The speaker isolation cabinet, with perhaps a small speaker, driven directly by a 5-watt amp, *might* be able to perfectly reproduce all elements of the Reference Setup and Reference Tone except for room reverberation and feedback through the guitar. You could then fake (or improvise) those two elements by reverb and by putting the guitar close to a monitor or using the Sustainiac.

Amp Summit - Guitar Player, Mar & Apr issues, 1996. This is a big gathering of amp gurus and amp corporate reps.

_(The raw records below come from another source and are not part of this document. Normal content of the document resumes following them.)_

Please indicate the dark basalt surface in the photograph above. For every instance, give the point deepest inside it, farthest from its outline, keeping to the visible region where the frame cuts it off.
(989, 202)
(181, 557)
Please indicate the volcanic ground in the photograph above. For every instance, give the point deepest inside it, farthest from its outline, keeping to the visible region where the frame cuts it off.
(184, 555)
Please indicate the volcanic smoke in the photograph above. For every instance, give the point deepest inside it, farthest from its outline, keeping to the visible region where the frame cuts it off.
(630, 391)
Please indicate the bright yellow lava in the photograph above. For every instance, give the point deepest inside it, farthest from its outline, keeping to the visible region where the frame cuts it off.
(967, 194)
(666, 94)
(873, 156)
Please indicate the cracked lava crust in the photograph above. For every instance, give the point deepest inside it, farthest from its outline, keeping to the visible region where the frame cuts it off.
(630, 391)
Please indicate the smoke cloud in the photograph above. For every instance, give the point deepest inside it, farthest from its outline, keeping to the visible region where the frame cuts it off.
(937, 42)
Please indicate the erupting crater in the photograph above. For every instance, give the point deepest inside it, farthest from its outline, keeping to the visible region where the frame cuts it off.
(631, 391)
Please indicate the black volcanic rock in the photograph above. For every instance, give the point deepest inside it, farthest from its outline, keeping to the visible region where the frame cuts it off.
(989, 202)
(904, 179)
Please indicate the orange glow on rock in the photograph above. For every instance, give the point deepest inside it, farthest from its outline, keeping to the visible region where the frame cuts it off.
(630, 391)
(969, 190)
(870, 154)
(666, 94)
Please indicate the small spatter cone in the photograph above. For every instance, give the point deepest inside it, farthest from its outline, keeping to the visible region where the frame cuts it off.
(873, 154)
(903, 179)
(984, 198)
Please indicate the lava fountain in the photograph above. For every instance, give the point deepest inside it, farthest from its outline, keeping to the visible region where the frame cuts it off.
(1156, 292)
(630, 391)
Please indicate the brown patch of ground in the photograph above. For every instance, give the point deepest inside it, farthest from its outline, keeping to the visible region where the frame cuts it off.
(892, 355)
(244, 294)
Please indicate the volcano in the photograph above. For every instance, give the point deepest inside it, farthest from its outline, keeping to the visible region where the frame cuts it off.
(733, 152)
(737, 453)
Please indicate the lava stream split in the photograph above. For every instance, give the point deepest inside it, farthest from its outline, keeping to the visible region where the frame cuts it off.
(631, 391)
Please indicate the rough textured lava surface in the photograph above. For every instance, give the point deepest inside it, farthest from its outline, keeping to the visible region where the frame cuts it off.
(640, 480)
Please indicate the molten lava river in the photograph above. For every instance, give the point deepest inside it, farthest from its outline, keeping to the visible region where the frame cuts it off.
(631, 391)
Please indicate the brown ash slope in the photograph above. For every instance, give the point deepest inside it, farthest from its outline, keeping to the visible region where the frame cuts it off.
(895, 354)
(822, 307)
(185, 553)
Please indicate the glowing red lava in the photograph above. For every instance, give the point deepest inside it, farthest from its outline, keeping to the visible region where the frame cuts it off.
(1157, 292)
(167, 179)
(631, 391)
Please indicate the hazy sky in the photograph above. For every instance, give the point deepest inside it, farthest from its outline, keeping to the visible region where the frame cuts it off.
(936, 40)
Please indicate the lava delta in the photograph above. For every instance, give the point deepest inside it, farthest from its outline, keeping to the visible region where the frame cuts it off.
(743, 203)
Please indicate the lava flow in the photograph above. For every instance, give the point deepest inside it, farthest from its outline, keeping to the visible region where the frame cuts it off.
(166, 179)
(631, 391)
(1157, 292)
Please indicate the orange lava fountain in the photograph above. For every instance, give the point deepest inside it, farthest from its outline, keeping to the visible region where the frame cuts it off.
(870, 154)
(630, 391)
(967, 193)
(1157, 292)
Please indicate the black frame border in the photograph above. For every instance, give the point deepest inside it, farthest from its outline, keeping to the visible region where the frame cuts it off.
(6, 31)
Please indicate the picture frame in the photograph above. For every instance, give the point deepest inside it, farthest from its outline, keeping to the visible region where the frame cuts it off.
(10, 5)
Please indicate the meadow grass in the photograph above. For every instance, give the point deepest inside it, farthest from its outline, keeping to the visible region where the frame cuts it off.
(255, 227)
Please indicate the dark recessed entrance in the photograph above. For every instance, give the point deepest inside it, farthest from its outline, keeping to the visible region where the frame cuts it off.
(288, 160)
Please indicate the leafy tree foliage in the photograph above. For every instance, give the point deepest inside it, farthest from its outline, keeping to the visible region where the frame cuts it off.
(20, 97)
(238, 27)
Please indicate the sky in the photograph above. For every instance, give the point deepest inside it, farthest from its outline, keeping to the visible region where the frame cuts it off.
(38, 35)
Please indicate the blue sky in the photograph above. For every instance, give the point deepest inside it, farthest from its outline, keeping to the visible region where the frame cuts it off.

Output Transformer Distortion

http://www.firebottle.com/ampage/bbs/amps/, 8/17/2000, Joe at ObsoleteElectronics.com wrote:

>There's a consensus on the 'net that IMHO is equally flawed regarding OT saturation and tone. But hey, everyone thinks it's a reasonable guess at what's going on, nevermind no one has really taken a hard look. I don't think OT saturation sounds good, or is a good and necessary part of tone. Real OT saturation sounds lousy. What many people attribute to OT saturation is something else entirely - but they never bothered to really examine what it was they were hearing. It becomes "fact" because no one knows any better and no one questions it. [He wonders if it could be BH curve non-linearity effects in the core]. Our OEI OT's do not saturate at full output (65W typically at 430V B+) and seem to sound OK to most folks.

Speaker Distortion

http://www.firebottle.com/ampage/bbs/amps/, 8/17/2000, Joe at ObsoleteElectronics.com wrote:

>Wattage ratings of speakers have little or nothing to do with distortion levels at output. They have to do (as most limits in engineering seem to) with heat and the dissipation of same. How hard can I drive my speaker before the coil melts, deforms, goes open or is otherwise damaged. 25W RMS through the coil is all the manufacturer feels is safely tolerable before damage will occur, not a limit on where the distortions of the cone and motor will become objectionable. To some degree, power ratings are just marketing. People want to buy 25W Celestions, so they label them as 25W speakers [though] they can take much more power.

>You can design a speaker to clip all over the place while never getting to it's full power rating - simple mess with the coil geometry.. A sine input translates to forward and reverse motion.. and if the cone cannot move far enough to recreate that wave form you have clipping. AFA low power levels sounding weak and buzzy, that could have as much to do with the work of Mssrs Fletcher & Munson as anything else.. (everything sounds heavy in the high mids at low levels. It's nature.)

>I've heard these speaker distortion views all over the place and I personally think it's dead wrong. I would welcome someone to actually do some measurements and show some facts one way or the other.